The United States would have at least three days to make up for any missed debt payments before it triggered payments on its credit default swaps, according to trade association the International Swaps and Derivatives Association. If the United States does default, investors who sold protection in the form of credit default swaps would theoretically need to pay out around $4.77 billion to buyers, based on outstanding net volumes from the Depository Trust & Clearing Corp.
There has been some confusion, however, over how soon any default would trigger these payments as the country runs up against an August 2 deadline when the Treasury has warned it will run out of cash. The Treasury would have at least 3 days to cure any default, under CDS document rules, said Steven Kennedy, global head of communications at the association in New York.

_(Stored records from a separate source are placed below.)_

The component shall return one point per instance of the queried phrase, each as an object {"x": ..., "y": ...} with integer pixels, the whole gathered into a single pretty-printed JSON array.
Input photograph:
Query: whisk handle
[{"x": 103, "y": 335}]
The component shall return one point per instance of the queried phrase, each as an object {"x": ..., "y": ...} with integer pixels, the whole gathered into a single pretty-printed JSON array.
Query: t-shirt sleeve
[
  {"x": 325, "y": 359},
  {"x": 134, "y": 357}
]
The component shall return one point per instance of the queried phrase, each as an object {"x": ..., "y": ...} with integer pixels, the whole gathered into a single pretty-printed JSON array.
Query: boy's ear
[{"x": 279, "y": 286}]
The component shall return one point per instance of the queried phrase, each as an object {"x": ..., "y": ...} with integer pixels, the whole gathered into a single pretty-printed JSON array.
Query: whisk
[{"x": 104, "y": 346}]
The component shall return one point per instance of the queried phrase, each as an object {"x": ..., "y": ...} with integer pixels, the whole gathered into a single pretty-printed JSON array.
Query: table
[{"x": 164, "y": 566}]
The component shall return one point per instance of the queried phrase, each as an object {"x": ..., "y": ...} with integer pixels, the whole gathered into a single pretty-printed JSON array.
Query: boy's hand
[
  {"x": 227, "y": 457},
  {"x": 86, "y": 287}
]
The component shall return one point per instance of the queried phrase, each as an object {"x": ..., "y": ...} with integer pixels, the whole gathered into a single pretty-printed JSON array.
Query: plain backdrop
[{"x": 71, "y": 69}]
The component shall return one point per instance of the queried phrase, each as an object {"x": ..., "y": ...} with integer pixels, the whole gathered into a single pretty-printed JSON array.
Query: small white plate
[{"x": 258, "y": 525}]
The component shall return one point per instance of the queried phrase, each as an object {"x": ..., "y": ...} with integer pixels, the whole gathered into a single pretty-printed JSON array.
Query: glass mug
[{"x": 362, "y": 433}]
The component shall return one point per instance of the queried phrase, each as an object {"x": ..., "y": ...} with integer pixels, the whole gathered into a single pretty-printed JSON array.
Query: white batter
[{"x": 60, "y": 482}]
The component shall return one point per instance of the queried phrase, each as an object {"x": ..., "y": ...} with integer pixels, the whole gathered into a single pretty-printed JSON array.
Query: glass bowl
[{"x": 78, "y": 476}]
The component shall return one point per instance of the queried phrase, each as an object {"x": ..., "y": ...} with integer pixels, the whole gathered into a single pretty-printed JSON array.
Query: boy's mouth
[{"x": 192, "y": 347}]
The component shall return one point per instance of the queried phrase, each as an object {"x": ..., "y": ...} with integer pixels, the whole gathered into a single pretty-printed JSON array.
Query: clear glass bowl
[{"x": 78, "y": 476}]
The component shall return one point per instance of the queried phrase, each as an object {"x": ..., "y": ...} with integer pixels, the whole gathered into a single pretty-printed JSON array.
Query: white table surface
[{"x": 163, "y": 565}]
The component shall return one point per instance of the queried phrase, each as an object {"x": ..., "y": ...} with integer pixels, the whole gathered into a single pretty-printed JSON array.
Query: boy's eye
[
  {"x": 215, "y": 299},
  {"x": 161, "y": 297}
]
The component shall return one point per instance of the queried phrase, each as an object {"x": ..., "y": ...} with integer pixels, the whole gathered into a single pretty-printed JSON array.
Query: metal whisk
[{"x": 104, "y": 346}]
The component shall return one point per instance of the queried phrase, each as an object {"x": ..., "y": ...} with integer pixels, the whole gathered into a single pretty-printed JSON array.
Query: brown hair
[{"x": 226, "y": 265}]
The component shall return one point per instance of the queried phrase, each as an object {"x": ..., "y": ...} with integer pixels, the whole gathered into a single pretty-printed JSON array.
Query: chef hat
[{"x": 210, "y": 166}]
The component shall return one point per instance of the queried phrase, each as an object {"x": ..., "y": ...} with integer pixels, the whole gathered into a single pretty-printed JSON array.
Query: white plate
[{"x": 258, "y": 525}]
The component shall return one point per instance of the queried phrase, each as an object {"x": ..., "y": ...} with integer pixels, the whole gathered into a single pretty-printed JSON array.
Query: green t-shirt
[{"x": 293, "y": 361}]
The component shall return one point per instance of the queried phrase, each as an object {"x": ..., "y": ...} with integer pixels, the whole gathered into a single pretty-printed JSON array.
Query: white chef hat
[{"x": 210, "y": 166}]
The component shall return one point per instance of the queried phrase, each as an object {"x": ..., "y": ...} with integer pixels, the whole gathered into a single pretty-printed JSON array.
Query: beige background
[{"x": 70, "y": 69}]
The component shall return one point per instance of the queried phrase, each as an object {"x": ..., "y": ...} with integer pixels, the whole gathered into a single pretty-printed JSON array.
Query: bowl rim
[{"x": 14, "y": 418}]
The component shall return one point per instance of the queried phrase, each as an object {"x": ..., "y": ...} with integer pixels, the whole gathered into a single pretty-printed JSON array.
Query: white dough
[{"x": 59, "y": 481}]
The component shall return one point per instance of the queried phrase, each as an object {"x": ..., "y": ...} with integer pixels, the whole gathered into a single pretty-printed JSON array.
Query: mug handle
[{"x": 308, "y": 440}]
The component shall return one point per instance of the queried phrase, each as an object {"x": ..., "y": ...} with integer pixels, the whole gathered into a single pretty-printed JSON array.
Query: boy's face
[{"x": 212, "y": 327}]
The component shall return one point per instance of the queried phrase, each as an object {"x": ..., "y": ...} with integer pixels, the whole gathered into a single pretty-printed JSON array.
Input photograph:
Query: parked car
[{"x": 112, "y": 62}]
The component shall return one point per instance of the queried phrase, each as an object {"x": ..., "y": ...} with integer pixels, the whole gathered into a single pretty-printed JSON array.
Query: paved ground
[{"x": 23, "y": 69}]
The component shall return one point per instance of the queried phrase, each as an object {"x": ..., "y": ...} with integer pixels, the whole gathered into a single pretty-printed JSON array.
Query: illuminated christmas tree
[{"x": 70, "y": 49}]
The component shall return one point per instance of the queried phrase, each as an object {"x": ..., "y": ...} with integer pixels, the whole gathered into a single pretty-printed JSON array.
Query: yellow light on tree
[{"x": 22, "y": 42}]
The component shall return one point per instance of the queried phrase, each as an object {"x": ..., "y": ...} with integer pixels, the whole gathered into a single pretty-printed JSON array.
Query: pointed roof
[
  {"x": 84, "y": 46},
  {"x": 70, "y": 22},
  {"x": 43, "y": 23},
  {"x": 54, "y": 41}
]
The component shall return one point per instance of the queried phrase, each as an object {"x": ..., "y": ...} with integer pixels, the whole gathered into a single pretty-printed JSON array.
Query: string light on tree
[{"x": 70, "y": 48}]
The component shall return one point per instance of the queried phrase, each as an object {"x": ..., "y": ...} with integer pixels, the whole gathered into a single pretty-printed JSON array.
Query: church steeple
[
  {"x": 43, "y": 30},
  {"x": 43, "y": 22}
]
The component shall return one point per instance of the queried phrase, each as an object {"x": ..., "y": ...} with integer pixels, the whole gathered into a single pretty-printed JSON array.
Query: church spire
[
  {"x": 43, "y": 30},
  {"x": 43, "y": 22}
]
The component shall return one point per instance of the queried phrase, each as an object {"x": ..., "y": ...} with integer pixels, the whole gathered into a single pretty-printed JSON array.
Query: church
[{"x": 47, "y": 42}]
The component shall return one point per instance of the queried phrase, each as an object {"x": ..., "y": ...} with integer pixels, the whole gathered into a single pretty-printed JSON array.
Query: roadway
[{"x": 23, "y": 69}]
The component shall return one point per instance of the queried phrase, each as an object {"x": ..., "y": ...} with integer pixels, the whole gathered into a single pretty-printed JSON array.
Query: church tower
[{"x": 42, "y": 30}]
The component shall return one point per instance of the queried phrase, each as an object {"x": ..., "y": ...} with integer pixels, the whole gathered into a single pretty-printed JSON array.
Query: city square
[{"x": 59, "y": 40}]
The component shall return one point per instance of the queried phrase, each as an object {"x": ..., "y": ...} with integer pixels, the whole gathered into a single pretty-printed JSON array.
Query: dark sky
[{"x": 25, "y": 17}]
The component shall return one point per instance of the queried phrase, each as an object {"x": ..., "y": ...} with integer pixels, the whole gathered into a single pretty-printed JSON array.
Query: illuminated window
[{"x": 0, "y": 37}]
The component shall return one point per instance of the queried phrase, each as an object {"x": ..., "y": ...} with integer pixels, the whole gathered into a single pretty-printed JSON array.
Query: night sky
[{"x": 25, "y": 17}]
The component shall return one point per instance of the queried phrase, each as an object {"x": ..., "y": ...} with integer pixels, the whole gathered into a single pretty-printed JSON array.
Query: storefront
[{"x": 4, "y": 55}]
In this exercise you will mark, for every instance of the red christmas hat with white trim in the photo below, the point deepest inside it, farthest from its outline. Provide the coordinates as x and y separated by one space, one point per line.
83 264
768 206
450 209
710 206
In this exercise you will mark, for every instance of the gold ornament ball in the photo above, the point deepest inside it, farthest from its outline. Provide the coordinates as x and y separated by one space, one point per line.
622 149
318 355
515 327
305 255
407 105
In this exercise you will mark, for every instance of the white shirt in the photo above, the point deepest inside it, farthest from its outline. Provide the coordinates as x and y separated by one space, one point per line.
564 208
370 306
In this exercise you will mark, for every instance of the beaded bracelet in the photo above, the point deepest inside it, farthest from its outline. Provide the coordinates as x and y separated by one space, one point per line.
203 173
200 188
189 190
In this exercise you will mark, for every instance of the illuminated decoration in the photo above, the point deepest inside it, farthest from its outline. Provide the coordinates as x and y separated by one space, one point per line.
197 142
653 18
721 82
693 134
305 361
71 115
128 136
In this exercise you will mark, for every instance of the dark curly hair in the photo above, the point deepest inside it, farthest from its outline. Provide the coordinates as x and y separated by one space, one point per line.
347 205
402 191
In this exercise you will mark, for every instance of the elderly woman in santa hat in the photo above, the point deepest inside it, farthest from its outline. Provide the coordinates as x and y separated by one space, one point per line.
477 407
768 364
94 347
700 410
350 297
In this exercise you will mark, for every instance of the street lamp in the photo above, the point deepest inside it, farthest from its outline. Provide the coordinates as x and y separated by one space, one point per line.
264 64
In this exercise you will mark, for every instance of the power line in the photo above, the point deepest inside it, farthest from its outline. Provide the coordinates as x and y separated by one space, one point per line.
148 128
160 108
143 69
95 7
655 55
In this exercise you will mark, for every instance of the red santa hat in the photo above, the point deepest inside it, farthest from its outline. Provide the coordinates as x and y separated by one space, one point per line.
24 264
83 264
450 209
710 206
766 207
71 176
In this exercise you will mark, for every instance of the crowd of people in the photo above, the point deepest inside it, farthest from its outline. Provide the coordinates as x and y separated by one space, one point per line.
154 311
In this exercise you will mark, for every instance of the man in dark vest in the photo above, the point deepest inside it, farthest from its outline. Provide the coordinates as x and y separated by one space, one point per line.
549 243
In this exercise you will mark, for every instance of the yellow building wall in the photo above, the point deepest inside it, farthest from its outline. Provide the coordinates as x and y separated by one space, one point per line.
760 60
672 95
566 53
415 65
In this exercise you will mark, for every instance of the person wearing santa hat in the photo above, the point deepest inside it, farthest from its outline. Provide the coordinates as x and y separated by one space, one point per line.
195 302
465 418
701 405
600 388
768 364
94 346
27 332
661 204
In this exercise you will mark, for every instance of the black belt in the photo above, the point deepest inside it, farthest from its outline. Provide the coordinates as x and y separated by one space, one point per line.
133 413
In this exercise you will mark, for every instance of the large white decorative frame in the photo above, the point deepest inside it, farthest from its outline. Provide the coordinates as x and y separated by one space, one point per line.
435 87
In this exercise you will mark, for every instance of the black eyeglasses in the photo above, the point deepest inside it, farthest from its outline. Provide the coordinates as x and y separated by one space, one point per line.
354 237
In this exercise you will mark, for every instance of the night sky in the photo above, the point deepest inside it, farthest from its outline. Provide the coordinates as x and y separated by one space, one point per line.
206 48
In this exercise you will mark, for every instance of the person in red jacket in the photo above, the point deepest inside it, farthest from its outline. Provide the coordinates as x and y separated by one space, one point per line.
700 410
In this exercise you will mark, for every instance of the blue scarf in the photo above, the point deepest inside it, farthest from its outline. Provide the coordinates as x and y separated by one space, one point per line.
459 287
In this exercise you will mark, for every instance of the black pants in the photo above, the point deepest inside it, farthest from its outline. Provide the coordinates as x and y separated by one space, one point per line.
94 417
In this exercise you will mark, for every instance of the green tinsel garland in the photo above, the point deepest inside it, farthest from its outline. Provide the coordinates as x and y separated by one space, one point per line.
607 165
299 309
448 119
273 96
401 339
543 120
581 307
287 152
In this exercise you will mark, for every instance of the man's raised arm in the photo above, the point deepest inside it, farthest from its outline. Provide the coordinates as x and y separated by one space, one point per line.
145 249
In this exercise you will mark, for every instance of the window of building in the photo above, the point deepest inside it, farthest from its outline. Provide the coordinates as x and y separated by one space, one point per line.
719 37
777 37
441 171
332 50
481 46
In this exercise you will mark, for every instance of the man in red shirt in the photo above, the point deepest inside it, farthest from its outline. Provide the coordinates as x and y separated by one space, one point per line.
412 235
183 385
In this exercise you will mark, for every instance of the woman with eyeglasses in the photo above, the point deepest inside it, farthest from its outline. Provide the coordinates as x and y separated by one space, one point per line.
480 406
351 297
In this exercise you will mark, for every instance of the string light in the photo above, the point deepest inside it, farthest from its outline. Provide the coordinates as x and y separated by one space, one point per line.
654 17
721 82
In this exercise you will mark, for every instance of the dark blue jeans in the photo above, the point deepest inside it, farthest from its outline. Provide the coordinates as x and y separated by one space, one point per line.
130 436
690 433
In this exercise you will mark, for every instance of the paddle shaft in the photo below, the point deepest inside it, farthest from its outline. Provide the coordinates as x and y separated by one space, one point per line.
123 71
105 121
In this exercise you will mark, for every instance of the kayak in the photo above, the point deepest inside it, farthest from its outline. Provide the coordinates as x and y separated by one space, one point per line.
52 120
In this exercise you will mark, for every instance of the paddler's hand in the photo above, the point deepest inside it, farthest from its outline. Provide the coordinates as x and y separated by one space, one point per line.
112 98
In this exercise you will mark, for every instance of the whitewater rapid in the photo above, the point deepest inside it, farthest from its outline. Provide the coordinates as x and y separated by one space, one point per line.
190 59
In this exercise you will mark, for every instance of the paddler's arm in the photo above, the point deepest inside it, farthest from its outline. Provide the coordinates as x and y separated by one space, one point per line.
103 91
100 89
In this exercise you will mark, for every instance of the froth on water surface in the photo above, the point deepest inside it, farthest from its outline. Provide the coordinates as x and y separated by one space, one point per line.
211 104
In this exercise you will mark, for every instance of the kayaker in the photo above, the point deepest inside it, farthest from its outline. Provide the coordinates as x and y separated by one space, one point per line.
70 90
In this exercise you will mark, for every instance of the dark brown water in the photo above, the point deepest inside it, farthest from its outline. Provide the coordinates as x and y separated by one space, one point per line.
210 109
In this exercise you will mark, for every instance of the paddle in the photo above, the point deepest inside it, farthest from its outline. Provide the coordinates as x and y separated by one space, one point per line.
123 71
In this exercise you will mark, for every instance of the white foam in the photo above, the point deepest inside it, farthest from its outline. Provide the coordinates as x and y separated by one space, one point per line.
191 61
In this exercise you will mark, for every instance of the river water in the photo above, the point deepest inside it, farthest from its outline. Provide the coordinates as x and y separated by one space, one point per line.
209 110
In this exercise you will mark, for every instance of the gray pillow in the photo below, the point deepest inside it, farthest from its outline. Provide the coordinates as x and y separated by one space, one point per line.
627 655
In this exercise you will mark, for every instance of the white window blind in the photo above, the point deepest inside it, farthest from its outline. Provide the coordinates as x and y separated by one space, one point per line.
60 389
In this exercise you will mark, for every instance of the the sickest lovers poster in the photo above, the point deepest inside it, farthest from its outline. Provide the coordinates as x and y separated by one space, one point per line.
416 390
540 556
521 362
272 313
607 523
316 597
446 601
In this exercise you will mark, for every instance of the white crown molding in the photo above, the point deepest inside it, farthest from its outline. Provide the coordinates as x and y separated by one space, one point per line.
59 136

"This grace period would apply if there was no grace period or if the grace period was less than 3 business days under the terms of the reference entity obligation," he said. The government may have more time if the Treasury bond documents specify a longer grace period. The cost of buying protection against a US default was stable on Tuesday at 57 basis points, a level that traders say reflects a still low probability the Treasury will fail to meet its debt obligations.
The price has inched up from around 50 basis points at the beginning of July, however, as nervousness around the issue increased. If the Treasury does skip a payment, the final decision on whether CDS payment are made will go to a US-based committee, ISDA said. This committee includes 10 dealers including Deutsche Bank, J.P. Morgan and Goldman Sachs, and five asset managers, including BlackRock, Citadel, and DE Shaw Group.